UPDATE: The Kansas Chamber was granted intervention by the Kansas Corporation Commission in July. The story and headline — originally published in May — have been adjusted to reflect that development.
Kansas businesses advocacy organizations —such as the Kansas Chamber and Wichita Regional Chamber — in July were granted intervention by the Kansas Corporation Commission (KCC) in a utility rate case they believe is concerning to electricity customers.
In April, Evergy filed a request with the KCC to increase the public utility’s rates by 9.75 percent. If approved, this would raise Evergy’s revenues by $218 million.
At the request of its rate-paying members, the Kansas Chamber joined many Kansas business advocates in filing a petition to intervene in Evergy’s case with the KCC. Now that interventions have been granted, organizations will be able to oppose the case when it’s evaluated by the KCC in August 2023.
“We were asked by members to file an intervening case that simply allows us to potentially have a seat at the table,” said Kansas Chamber President & CEO Alan Cobb. “That doesn’t guarantee any further filings, but it gives us the option. Reliable and affordable electric rates are vitally important to our members and to Kansas economic competitiveness.”
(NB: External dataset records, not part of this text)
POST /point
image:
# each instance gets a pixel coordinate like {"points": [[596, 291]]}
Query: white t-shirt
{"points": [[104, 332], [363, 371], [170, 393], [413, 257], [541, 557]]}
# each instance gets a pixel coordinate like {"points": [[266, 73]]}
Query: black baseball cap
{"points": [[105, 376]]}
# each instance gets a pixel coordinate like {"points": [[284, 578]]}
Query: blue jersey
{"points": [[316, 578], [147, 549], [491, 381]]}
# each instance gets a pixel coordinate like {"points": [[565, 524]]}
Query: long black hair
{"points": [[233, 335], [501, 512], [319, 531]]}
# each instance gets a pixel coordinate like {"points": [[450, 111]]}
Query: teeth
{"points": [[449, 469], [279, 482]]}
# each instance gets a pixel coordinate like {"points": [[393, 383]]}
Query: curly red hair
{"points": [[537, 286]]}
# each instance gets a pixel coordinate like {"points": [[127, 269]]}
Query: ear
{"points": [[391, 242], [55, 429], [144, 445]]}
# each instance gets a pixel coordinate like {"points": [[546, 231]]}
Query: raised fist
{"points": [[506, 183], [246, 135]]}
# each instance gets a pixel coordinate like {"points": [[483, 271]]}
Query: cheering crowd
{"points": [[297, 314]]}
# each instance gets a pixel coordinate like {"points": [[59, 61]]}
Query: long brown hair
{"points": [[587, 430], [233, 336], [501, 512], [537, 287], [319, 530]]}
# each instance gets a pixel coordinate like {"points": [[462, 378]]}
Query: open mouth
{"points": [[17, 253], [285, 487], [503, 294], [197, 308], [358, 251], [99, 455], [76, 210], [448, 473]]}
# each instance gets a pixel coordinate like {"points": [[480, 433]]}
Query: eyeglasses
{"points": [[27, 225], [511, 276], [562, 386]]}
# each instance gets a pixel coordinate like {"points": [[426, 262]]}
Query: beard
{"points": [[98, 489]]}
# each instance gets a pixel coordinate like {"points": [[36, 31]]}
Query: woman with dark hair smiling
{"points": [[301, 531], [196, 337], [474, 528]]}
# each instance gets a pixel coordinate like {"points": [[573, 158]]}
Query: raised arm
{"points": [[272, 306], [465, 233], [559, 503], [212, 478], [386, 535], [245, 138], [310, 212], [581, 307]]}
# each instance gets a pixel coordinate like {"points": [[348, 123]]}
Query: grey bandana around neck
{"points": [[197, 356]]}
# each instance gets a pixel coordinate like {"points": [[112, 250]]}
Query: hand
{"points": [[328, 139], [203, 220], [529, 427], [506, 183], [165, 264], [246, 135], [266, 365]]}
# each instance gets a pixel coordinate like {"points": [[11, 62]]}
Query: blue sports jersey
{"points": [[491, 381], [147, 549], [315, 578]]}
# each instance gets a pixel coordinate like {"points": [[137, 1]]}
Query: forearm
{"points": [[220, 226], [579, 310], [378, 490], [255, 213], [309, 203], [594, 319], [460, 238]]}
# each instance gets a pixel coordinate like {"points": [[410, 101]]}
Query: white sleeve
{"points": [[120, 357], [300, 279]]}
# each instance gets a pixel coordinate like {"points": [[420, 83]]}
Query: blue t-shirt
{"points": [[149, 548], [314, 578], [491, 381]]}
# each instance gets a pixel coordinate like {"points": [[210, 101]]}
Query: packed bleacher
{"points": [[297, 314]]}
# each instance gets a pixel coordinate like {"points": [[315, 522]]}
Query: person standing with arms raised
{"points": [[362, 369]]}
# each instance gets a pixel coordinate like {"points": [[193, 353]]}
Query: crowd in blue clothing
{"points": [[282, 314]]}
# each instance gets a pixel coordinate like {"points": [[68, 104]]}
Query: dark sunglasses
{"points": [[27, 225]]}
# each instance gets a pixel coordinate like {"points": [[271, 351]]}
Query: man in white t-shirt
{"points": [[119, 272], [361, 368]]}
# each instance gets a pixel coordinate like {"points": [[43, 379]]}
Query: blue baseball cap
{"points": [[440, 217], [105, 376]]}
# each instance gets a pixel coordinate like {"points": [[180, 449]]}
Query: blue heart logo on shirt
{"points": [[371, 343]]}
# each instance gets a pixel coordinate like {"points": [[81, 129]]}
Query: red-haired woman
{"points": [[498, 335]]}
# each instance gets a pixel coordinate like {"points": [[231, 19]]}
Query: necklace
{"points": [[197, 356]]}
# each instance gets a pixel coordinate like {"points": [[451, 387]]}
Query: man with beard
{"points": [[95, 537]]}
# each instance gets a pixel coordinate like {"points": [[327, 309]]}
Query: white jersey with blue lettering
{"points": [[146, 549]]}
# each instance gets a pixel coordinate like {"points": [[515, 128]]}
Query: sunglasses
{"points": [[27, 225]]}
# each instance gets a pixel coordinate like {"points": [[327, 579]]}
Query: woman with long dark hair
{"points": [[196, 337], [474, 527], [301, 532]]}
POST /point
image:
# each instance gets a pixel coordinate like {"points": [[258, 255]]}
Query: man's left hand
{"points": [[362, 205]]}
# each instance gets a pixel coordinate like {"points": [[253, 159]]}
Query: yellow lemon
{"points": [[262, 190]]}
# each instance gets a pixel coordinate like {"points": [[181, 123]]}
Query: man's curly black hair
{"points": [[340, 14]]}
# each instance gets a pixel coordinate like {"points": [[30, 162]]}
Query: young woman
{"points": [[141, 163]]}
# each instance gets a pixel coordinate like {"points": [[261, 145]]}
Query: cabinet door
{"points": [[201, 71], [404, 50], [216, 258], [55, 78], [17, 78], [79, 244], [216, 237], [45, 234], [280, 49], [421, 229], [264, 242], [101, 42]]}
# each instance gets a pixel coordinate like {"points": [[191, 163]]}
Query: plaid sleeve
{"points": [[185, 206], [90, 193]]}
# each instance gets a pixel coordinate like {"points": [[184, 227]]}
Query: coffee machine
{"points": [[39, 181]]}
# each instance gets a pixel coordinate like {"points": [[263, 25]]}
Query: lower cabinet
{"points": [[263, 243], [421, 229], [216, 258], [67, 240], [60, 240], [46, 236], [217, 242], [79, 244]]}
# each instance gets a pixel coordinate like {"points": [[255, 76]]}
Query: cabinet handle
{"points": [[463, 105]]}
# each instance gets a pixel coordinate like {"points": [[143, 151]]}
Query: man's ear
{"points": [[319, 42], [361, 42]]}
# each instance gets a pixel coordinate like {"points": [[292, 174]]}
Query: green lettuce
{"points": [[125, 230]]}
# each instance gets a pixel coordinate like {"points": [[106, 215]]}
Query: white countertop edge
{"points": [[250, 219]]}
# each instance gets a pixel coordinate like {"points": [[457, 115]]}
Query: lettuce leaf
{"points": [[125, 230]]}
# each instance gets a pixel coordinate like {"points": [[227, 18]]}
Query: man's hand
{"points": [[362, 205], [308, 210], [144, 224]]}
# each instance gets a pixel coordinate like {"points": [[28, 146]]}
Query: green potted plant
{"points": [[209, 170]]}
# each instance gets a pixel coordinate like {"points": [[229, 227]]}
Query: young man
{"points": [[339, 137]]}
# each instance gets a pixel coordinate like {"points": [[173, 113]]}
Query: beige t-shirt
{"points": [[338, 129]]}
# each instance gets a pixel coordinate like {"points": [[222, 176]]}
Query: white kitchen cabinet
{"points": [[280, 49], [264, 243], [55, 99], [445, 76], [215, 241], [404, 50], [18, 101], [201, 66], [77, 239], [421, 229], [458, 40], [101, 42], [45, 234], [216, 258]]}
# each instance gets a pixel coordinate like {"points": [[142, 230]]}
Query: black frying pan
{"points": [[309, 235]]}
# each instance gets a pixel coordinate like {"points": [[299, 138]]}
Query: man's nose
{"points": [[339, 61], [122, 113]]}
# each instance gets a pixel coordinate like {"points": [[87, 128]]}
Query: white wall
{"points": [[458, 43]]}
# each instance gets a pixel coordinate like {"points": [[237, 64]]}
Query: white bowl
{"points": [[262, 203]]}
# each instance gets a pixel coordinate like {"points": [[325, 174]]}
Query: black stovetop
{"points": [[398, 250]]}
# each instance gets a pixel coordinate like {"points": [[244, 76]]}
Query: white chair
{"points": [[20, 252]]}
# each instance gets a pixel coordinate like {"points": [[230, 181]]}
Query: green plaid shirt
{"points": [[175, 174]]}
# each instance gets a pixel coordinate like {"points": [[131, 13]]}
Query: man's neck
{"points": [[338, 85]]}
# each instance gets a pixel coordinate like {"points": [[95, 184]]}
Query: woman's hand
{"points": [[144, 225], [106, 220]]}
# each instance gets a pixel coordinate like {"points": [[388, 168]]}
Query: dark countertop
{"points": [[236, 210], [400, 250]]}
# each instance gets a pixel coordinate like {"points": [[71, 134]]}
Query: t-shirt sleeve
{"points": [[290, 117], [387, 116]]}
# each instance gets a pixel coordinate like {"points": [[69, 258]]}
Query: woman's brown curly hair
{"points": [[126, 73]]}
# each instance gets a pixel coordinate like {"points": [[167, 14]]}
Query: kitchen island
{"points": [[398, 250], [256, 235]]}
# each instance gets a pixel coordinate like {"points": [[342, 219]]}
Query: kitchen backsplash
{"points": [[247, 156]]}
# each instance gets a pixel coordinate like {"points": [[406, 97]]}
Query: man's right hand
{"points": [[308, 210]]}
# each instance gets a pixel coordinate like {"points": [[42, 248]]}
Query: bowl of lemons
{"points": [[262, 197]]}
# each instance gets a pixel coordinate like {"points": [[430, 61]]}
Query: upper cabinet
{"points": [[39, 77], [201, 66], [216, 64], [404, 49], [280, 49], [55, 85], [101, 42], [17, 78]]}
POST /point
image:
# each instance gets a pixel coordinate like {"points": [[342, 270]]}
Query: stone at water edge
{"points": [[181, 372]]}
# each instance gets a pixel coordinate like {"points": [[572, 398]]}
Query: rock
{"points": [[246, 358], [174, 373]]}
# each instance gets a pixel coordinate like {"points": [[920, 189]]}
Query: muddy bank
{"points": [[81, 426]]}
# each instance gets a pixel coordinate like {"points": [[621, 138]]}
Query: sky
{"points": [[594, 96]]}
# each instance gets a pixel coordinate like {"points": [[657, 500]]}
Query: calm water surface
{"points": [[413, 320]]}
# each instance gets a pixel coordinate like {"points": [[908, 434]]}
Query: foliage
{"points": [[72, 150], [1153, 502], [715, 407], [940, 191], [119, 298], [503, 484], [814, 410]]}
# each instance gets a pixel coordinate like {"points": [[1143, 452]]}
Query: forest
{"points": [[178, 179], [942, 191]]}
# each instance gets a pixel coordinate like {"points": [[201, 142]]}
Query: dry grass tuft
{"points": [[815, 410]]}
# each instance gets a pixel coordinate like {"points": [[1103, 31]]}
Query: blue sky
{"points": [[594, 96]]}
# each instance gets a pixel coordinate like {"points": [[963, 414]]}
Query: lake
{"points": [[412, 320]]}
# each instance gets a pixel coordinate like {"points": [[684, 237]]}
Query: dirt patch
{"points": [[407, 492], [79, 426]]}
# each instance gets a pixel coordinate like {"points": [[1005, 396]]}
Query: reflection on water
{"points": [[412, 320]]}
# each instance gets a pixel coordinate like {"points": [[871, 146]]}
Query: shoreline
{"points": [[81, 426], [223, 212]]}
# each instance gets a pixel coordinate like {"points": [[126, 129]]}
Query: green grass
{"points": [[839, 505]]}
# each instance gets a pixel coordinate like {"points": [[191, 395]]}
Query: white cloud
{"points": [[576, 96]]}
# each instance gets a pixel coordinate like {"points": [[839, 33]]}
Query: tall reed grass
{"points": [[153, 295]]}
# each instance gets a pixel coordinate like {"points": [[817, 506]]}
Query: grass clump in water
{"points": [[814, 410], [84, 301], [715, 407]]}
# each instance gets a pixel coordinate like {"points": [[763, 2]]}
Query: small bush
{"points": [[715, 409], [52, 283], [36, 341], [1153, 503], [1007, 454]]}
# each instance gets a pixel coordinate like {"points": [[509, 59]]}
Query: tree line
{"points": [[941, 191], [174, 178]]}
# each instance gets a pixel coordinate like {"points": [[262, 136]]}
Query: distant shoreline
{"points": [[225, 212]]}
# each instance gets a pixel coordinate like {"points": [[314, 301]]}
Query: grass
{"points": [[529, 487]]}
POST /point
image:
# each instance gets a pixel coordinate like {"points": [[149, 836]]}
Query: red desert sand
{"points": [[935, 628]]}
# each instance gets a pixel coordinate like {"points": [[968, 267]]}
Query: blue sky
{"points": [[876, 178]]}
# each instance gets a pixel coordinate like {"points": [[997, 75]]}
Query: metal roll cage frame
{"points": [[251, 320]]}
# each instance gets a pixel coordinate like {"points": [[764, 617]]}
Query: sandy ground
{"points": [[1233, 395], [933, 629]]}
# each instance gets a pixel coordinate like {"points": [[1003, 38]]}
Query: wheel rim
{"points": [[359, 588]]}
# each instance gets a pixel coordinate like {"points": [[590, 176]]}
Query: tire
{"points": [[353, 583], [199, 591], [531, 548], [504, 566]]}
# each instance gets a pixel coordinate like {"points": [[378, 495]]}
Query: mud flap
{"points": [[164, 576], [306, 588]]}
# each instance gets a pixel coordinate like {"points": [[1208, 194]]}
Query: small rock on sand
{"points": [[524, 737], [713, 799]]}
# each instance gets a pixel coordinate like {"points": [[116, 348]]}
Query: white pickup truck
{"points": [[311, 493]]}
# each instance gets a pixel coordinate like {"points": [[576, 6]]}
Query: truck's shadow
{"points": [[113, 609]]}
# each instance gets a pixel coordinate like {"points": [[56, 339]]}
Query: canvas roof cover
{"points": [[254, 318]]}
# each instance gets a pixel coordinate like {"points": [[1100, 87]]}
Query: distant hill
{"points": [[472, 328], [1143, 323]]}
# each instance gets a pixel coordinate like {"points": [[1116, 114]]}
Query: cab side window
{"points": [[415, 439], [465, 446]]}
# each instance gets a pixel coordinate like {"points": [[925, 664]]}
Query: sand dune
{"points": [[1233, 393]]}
Evergy’s Senior Manager of Corporate Communications Gina Penzig told KansasBizNew.com that setting base rates at this time was part of the original merger agreement approved by federal and state utility regulators when Westar Energy and the Kansas City Power and Light Company merged to form Evergy in 2018. The utility had agreed not to increase rates for a five-year period following the merger.
“During those five years we’ve continued to invest in the power grid and continue to invest in customer systems,” Penzig explained. “We need to update rates to reflect those investments. During that time, we also have gained some merger efficiencies that are being used to offset some of the costs that we’ve incurred over those past five years.”
Penzig shared that working with stakeholders to evaluate cost recovery for Evergy has always been an important process for the company and it anticipates rich discussions comparing pertinent data presented from all parties involved.
Businesses have raised concerns about the cost of doing business in Kansas as well as electric rates being a deterrent for those considering a move to Kansas from out of state. Lawrence Paper Company also filed a petition intervene in Evergy’s case with the KCC.
“We already hear about people not wanting to locate in Kansas,” said Lawrence Paper Company President Justin Hill. “The price of electricity is way too high. It’s like we’re trying to kill any way to make it right. We have the lowest wholesale price of electricity anywhere. But the problem is the Southwest Power Pool is not allowing Kansans to be paid for having to maintain the coal and gas plants. We’re unfairly feeling the brunt of it. The cheap wind energy is going elsewhere and so our rates are the highest in the region.”
In 2022, the average retail price per kilowatt-hour for commercial customers was 11.41 cents in Kansas, while neighboring states had much lower prices at 8.99 Cents/KwH in Nebraska and 9.15 Cents/KwH in Missouri.
According to Penzig, Evergy’s intention is to recover costs the utility has incurred and maintain a competitive return for its investors.
“We’ve been able to hold our rates nearly flat for the past five years while regional rates have increased,” Penzig said. “As an investor-owned utility, our investors compare their ability to earn a return with Evergy versus other utilities. It’s important that we are providing a competitive return for those investors. Otherwise, they’ll take their investments elsewhere, and it can affect our ability to finance operations.”
On behalf of its rate-paying members, the Kansas Chamber expressed misgivings about Evergy’s transmission investments during the utility’s agreed-upon five-year rate hold.
“While it’s true that Evergy kept its rates flat, it’s important to bear in mind it wasn’t out of charity,” said Kansas Chamber Vice President of Government Affairs Eric Stafford. “The merger REQUIRED Evergy to hold rates flat for five years. But they’ve loaded up on capital investments and that’s been a major driver in the problem of high retail rates.”
The requested rate increase was followed by Evergy’s corporate executives highlighting record revenues on an investor call in early May.
Associated Purchasing Service Corp. (APS) — a healthcare solutions organization owned by the Kansas Hospital Association and the Missouri Hospital Association — also filed a petition to intervene in Evergy’s case with the KCC.
“This is the first of many rate cases,” said APS CEO Dennis George. “APS is intervening to ensure hospitals have reliable electric delivery and competitive rates. Evergy is moving to carbon free and APS supports renewable energy. We will be working on any possible issues to protect our members so they can have reliable service and competitive rates. Kansas currently has the highest electric rates.”